La Francia ha recentemente annunciato la costruzione di sei nuovi reattori mentre la Germania lo sta abbandonando… Qual è il suo pensiero?

La prima fonte per la produzione di elettricità in Europa con il 25% è il nucleare, grazie soprattutto alle 56 centrali della Francia. Farne a meno è impossibile e anche la Germania ora sta facendo un po’ marcia indietro. Il nucleare è una tecnologia complessa, ma non emette CO2 e se vogliamo ridurre le emissioni di questo gas ne avremo bisogno.

Ha senso parlare di nucleare verde?

No, non ha senso. Il nucleare ha dei problemi che con la tecnica si possono affrontare, ma non eliminare, come tutte le attività dell’uomo. Ci sono stati dei miglioramenti e ce ne saranno altri, ma le scorie rimangono.

E della transizione verde che idea ha?

Che è un obiettivo ambizioso, difficilissimo, che forse arriverà solo nel lungo termine, che ovviamente è condivisibile. Nessuno può esser contro le fonti pulite, come il solare o l’eolico, ma queste sono fonti che danno un’energia dispersa e intermittente, non programmabile. Noi usiamo un altro tipo di energia che ci viene soprattutto dai fossili.

Lei ha criticato i tanti annunci, facili e ambiziosi, fatti sull’energia dalla politica negli ultimi vent’anni… La realtà, invece, a suo avviso cosa dice?

Che i fossili a livello globale, ma anche in Europa e in Italia, contano per la gran parte dei consumi energetici totali. Che è da 50 anni che proviamo a liberarci da questa dipendenza, ma i risultati sono stati piuttosto modesti.

Insomma presidente, i prezzi di elettricità e gas aumentano come anche quelli del petrolio e dei carburanti più utilizzati. Quale scenario ci aspetta, soprattutto guardando al prossimo inverno?

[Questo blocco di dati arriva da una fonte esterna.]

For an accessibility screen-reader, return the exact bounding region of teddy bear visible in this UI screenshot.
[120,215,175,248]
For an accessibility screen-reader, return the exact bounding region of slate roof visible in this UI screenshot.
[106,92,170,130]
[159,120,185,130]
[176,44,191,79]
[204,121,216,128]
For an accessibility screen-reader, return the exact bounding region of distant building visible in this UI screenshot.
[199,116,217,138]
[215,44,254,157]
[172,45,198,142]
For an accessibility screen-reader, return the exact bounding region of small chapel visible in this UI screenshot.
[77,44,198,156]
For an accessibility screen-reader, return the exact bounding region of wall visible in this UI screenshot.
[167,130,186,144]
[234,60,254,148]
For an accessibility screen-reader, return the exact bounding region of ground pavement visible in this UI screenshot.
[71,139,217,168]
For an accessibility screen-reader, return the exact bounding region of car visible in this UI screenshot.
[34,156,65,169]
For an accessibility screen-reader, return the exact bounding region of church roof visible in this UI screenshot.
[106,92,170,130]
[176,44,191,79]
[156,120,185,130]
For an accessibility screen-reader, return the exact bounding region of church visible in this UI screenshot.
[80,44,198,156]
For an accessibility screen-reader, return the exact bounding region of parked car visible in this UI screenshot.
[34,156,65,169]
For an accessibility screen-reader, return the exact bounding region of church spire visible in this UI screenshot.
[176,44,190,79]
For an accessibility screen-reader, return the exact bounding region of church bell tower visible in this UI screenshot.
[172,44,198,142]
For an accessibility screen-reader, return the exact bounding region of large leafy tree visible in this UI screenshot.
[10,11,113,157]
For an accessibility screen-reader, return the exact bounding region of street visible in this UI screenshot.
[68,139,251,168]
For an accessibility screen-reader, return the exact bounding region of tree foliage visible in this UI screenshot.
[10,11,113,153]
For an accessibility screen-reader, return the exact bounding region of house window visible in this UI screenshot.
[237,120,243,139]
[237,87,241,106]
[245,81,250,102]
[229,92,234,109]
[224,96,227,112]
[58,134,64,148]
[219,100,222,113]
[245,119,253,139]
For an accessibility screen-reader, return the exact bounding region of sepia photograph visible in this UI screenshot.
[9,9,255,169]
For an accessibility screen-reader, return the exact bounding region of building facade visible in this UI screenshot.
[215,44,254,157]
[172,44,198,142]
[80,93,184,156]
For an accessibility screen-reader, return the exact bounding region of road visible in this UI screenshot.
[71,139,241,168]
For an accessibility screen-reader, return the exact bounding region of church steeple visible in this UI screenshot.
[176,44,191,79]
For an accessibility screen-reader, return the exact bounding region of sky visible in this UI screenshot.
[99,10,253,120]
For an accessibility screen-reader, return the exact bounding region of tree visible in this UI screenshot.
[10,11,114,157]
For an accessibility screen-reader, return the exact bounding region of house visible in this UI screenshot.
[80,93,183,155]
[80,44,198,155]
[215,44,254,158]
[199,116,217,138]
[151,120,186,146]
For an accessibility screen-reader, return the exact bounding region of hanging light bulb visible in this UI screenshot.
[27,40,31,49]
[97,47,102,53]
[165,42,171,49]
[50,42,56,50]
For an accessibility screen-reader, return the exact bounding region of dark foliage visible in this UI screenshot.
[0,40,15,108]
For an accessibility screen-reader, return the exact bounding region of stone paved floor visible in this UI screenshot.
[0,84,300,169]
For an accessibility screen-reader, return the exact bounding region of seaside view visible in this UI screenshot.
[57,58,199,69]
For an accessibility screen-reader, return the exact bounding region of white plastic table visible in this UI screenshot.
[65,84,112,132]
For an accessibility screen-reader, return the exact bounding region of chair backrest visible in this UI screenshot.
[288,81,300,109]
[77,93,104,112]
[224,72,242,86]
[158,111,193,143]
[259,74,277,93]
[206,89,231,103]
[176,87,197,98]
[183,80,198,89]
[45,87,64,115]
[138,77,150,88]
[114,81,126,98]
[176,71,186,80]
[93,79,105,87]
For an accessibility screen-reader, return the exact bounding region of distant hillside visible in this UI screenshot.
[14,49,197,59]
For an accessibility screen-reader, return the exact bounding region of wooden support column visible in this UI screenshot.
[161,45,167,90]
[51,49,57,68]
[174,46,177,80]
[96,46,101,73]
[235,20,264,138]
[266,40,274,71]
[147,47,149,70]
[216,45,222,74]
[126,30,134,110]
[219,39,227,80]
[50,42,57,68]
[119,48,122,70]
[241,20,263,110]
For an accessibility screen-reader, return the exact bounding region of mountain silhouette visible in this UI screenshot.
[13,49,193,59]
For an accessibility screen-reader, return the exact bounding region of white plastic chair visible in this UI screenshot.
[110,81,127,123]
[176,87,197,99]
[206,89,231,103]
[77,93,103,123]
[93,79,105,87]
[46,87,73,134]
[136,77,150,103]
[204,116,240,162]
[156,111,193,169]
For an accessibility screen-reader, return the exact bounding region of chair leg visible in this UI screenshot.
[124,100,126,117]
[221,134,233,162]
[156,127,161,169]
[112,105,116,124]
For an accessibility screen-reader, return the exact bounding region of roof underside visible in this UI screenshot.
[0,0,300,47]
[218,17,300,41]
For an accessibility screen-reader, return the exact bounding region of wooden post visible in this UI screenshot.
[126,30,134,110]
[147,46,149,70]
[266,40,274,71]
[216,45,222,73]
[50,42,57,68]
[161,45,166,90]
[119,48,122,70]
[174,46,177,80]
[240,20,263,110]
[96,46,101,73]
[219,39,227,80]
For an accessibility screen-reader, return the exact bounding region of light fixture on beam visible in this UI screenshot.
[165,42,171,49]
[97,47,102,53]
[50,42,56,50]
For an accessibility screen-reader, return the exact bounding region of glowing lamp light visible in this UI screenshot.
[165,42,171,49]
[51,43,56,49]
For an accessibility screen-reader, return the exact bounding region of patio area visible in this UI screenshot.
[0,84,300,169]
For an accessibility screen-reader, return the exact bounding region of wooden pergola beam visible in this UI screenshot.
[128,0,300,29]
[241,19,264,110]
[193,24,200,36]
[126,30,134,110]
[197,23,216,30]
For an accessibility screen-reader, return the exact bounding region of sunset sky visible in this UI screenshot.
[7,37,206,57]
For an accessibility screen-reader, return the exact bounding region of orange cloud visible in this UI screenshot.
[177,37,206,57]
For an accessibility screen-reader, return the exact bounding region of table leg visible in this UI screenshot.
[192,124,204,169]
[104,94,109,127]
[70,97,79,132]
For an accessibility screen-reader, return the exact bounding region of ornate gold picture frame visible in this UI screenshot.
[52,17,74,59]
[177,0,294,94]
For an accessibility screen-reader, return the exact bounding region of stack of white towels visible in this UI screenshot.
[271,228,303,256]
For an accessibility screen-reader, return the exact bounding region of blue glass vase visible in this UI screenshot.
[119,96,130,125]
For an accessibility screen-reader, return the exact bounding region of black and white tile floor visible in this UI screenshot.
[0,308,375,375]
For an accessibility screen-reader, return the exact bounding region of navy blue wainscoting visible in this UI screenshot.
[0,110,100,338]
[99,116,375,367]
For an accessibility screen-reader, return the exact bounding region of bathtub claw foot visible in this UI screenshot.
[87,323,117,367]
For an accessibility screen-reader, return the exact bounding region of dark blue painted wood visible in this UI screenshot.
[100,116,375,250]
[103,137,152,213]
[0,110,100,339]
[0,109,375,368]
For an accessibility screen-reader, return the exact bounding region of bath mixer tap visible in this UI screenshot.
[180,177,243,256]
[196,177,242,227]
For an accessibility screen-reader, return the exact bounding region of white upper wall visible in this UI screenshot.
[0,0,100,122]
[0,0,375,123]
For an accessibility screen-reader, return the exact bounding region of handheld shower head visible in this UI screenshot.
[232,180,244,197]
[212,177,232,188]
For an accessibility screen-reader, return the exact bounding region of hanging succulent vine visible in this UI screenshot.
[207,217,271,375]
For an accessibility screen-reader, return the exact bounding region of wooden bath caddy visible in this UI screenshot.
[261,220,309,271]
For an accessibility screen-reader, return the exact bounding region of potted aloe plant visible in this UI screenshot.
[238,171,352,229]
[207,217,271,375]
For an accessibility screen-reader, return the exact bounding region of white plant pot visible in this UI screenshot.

Sono talmente alti i prezzi che ogni previsione non può che essere al ribasso. Questo però lo dicevamo anche lo scorso agosto, ma la spirale crescente, purtroppo, non si è interrotta e le nostre previsioni si sono dimostrate errate. Prima o poi i prezzi scenderanno, il problema è quando.

In questo mese festeggiamo la risurrezione di nostro Signore che ha vinto il buio delle tenebre. Proviamo allora anche noi, presidente, a mandare un messaggio di speranza nonostante le tante difficoltà del momento…

La natura, che ci ha donato Dio, è piena di energia, dalle forme più problematiche, come petrolio e gas, a quelle più pulite, come il sole. Ma quello che è più prezioso che ci arriva tutti i giorni dal cielo è la sapienza, lo spirito, quello che ci permette di fare la tecnica e di affrontare i problemi e di costruirci sopra la pace.